Clinical research is a data-intensive field, involving the collection, storage, and analysis of sensitive personal data, including special categories like health data. In Serbia, strict legal frameworks govern the handling of such data to ensure the protection of individual privacy and rights. For clinical research professionals – whether sponsors, investigators, or regulatory affairs teams – understanding and complying with these requirements is not just a legal obligation but also a cornerstone of ethical research practices.

One critical aspect of compliance is the appointment of a Data Representative and/or a Data Protection Officer (DPO). This blog outlines the legal obligations, roles, and practical steps for appointing these professionals to ensure compliance with Serbian Law on Personal Data Protection.


Legal Obligations for Clinical Research Organizations in Serbia


The Law on Personal Data Protection in Serbia (modeled after the EU’s General Data Protection Regulation, GDPR) imposes several obligations on organizations processing personal data, especially sensitive data used in clinical research. These obligations include:

  • Data Minimization: Collecting only the data necessary for the research.
  • Legal Basis for Processing: Ensuring consent or another lawful basis for data processing.
  • Transparency: Informing participants about how their data will be used.
  • Special Categories of Data: Applying extra safeguards when handling sensitive data, such as genetic or health information.

 

Two roles are particularly relevant for clinical research organizations to comply with these obligations:


1. Data Representative: Required for organizations without an establishment in Serbia but actively processing the personal data of Serbian residents.

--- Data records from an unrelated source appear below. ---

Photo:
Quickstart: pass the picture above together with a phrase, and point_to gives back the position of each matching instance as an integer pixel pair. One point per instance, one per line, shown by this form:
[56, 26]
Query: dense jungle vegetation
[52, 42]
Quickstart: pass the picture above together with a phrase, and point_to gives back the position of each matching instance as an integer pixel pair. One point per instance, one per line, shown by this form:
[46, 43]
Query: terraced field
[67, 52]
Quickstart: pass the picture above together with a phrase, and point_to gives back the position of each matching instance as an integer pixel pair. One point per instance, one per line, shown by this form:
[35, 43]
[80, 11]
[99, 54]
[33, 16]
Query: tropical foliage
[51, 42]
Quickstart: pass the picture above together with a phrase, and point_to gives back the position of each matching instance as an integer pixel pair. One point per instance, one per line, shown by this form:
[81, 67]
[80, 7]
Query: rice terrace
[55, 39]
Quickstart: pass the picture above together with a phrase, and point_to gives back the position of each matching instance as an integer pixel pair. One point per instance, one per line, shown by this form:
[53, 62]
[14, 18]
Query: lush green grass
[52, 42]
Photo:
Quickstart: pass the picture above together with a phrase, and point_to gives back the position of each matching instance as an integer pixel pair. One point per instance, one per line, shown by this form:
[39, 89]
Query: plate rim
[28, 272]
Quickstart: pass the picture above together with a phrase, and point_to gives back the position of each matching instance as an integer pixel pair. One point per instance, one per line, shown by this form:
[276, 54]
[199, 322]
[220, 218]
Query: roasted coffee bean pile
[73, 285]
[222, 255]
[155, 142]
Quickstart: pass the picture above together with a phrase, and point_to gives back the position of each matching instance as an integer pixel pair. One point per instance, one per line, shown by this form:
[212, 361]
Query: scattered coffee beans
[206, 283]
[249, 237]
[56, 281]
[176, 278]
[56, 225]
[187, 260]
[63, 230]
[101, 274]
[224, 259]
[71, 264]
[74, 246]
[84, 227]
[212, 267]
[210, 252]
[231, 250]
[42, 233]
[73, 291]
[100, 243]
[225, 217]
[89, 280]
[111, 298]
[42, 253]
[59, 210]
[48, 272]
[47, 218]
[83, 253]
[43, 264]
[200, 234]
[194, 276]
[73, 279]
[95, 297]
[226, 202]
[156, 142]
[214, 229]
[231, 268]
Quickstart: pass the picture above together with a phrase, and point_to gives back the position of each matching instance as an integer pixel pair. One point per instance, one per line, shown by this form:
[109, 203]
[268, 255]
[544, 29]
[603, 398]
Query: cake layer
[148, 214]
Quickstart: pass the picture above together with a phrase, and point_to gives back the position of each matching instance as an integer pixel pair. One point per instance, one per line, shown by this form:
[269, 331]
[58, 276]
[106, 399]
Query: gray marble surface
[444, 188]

2. Data Protection Officer (DPO): Mandatory for organizations where data processing is a core activity and involves large-scale processing of sensitive data.

If you’re conducting clinical research in Serbia, you will need to appoint at least one out of these two roles!

This blog will explain the specific circumstances under which each of these roles is mandatory for clinical research. For a more general overview of the necessity of appointing a DPO or Data Representative in Serbia, find out more in our blog: Data Protection Officer vs. Country Representative for Serbia.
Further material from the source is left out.